Risque de recul sur les libertés acquises
Cet hyperactif, qui assure ne dormir que cinq heures par nuit, se dit passionné d’histoire et grand lecteur. Parmi ses soutiens (et amis) figure l’Hispano-Péruvien Mario Vargas Llosa, prix Nobel de littérature. Mais Piñera est aussi célèbre pour ses gaffes. Lors de l’entre-deux-tours, il avait affirmé que nombre de cas d’enfants transgenres «se corrigent avec l’âge», soulevant un tollé. En juin, une plaisanterie sexiste avait provoqué une tempête politique. Dans un meeting, il avait lancé : «Je vous propose un petit jeu, les femmes se jettent au sol et font les mortes, et nous les hommes nous jetons sur elles et faisons les vivants.» «Plaisanter avec le viol, c’est mépriser toutes les femmes», avait riposté la présidente Michelle Bachelet. Un tel profil inquiète par le risque de recul sur les libertés acquises. La socialiste Michelle Bachelet a imposé, dans une société réputée conservatrice, une série de réformes progressistes, dont l’adoption du mariage homosexuel et une dépénalisation (certes limitée) de l’avortement, auparavant totalement interdit.
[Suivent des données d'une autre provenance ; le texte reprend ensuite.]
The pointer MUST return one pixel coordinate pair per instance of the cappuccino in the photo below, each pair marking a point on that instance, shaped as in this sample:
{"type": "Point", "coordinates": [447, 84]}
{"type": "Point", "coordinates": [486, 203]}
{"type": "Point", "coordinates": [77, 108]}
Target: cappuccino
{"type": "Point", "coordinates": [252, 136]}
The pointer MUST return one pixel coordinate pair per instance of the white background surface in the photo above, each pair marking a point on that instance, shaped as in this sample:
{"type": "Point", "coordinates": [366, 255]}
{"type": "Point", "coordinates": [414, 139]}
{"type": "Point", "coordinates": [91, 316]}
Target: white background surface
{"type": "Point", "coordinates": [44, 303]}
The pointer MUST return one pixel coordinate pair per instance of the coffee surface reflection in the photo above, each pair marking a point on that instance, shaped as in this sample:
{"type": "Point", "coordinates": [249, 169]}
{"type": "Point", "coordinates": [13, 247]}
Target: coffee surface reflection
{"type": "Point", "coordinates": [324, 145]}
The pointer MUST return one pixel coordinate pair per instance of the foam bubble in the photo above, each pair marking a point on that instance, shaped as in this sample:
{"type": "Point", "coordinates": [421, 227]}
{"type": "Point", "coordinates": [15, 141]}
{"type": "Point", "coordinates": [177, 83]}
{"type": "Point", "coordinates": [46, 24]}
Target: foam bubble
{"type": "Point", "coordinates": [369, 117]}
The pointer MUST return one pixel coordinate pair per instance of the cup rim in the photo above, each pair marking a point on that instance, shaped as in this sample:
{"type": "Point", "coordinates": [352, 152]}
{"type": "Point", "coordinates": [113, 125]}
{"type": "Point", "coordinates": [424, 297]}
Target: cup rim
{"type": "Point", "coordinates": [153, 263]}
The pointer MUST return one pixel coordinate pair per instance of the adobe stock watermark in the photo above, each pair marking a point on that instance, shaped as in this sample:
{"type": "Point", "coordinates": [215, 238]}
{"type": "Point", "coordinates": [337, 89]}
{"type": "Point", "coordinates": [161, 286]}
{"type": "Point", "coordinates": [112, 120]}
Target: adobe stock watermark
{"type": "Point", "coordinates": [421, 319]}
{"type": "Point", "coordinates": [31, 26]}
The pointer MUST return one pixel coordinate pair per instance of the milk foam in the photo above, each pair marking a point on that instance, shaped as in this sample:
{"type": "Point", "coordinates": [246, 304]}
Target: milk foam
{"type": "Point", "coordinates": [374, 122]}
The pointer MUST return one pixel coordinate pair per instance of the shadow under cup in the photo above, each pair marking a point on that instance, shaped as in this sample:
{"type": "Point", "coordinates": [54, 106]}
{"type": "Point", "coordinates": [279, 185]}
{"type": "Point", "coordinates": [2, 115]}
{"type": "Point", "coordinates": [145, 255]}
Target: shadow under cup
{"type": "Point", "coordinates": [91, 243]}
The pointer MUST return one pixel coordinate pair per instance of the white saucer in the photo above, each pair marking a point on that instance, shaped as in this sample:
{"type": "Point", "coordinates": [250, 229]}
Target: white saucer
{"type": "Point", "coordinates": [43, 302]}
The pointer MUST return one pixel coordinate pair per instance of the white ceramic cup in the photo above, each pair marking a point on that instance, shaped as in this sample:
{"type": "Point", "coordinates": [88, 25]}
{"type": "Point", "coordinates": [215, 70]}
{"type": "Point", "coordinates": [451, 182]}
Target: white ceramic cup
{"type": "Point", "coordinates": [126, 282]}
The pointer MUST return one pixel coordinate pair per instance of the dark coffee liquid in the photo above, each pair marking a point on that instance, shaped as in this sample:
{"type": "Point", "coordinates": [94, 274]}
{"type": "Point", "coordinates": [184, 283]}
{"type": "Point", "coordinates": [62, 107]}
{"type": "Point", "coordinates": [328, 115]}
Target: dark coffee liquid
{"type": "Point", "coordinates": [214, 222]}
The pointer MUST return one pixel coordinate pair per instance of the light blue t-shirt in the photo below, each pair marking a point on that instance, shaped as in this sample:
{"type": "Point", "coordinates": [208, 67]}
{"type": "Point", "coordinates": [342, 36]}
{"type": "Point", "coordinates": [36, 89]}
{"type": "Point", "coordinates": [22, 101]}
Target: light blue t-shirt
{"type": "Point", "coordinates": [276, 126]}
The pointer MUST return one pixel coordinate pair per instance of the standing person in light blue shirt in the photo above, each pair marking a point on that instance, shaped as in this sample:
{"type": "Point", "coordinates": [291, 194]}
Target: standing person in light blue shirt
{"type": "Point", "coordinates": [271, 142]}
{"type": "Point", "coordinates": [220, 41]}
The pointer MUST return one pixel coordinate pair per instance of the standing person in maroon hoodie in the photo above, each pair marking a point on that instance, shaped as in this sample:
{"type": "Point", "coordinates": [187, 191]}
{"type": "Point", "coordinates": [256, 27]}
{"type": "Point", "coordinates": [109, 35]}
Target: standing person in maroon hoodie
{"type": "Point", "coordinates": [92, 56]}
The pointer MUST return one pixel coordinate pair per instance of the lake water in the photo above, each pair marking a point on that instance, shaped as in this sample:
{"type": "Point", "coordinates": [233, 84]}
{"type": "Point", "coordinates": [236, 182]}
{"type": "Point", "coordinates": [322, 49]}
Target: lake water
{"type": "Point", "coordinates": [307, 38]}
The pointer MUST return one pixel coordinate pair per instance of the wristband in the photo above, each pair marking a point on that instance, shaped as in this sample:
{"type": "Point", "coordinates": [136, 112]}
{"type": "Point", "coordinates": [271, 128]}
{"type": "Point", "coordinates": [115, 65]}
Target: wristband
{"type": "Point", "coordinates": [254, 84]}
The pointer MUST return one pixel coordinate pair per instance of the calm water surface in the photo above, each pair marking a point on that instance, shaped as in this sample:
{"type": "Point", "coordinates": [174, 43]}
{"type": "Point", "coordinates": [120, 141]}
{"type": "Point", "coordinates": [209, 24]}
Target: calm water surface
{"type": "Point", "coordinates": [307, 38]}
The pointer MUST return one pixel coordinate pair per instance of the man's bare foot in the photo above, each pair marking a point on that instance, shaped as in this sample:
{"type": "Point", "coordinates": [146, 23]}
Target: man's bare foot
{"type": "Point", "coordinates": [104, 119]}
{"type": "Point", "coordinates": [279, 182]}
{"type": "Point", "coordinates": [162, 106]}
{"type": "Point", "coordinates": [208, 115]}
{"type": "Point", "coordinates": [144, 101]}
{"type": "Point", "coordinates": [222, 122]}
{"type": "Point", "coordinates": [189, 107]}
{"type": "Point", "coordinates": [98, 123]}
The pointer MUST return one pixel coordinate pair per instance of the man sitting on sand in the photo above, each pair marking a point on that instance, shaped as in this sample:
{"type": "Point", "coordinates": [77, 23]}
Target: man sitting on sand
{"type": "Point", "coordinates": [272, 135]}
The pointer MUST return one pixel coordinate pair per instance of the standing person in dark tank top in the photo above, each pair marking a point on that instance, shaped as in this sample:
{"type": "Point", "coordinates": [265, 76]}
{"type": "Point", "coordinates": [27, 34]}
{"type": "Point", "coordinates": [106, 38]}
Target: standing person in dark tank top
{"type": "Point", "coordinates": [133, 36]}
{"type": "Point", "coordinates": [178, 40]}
Un test pour le nouveau président, qui entrera en fonction le 18 mars, sera la réforme de la loi dite Zamudio, un texte contre les discriminations. Il porte le nom officieux de Daniel Zamudio, 24 ans, dont le brutal assassinat homophobe avait commotionné la société chilienne en 2012. La loi, jugée trop timide et peu employée, doit être renforcée.
Émergence d’une force de gauche alternative
D’autres réformes sont en discussion, comme celle des retraites, très inégalitaires, ou encore la gratuité de l’éducation, éternel écueil sur lequel ont buté tous les gouvernements depuis le retour de la démocratie. Avec des universités parmi les plus chères d’Amérique latine, les revendications des étudiants ont rythmé la vie politique du pays, et le mouvement a fait émerger une force politique représentée lors de la présidentielle par Beatriz Sánchez, candidate de la coalition de gauche alternative Frente Amplio («Front large»). Son score à plus de 20% a été le fait majeur du premier tour de l’élection.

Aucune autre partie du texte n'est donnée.